The grower was not able to provide copies of the exit interview report or a copy of its organic certificate.
The peer review team has noticed that the communication between the grower and QCS is well established. The grower receives all the information electronically.
8.0 Closing Meeting
The peer review team conducted a closing meeting with the NOP representatives in Gainesville, Florida. At the meeting Canada peer review team presented a summary of the observations with the opportunity for the NOP to discuss the observations and seek clarification. The peer review team left with the competent authority an exit report which listed all the obseravtions.
9.0 Peer Review Observations
The observations presented in this report cover all structures of the USDA NOP.
The NOP Checklist Rev.4/2012 does not make any reference to the USCOEA and there is no written evidence that compliance to terms of arrangement is verified during the on site audits at the certifying agents.
The NOP Witness audit checklist Rev.3/2012 does not prompt the NOP auditors to ask questions on the USCOEA and verify how it is implemented by the accredited Certifying Agents.
During the review of an operator file a discrepancy between the projected yield of blueberries verified during the on-site inspection and the yield recorded on the organic certificate for the USCOEA was identified.
During the discussion with QCS the peer review team has determined that QCS does not clearly identify the person responsible for making the certification decisions.
10.0 General Comments and Conclusion
10.1 General Comments
- The peer review team has observed that NOP has identified and focused on ten (10) key points for maintaining organic integrity including clear, enforceable standards and continual improvement.
- NOP has developed a document matrix which includes rules, interpretative rules, instructions, guidance documents, policy memos, and formal letters.
- With regards to the accreditation activities in 2012 NOP took over the responsibility for scheduling the audits and assigning the auditors from the GVD.
- NOP has provided training to the NOP accredited certifying agencies regarding the new rules and requirements such as residue testing and unannounced inspections.
- The two visited accredited Certifying Agents are aware of the terms of the USCOEA and take responsibility for ensuring that the variances are verified during the operation inspection.

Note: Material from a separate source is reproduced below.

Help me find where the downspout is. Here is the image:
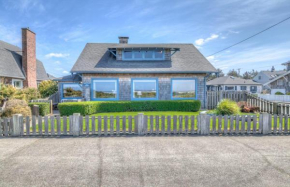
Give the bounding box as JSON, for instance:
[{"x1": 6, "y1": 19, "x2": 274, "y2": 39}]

- The reviewed operation files confirmed that the accredited Certifying Agents inspectors are trained and properly record the verification of the variances.
- The interviews with the farmers and production managers revealed that the accredited Certifying Agents have communicated the terms of the USCOEA to them and they are familiar with the critical variances and the labelling requirements for exports to Canada.
- NOP has developed and posted on their website information about the USCOEA.
- NOP Accreditation Managers are able to guide the ACA in case of inquiries about the USCOEA
- ACA Inspectors conduct thorough inspections following strictly the procedures established by the ACAs.
- The ACAs manage their files and records in consistent manner.
- Farmers and processors appear to understand the terms of the USCOEA and how to comply with them.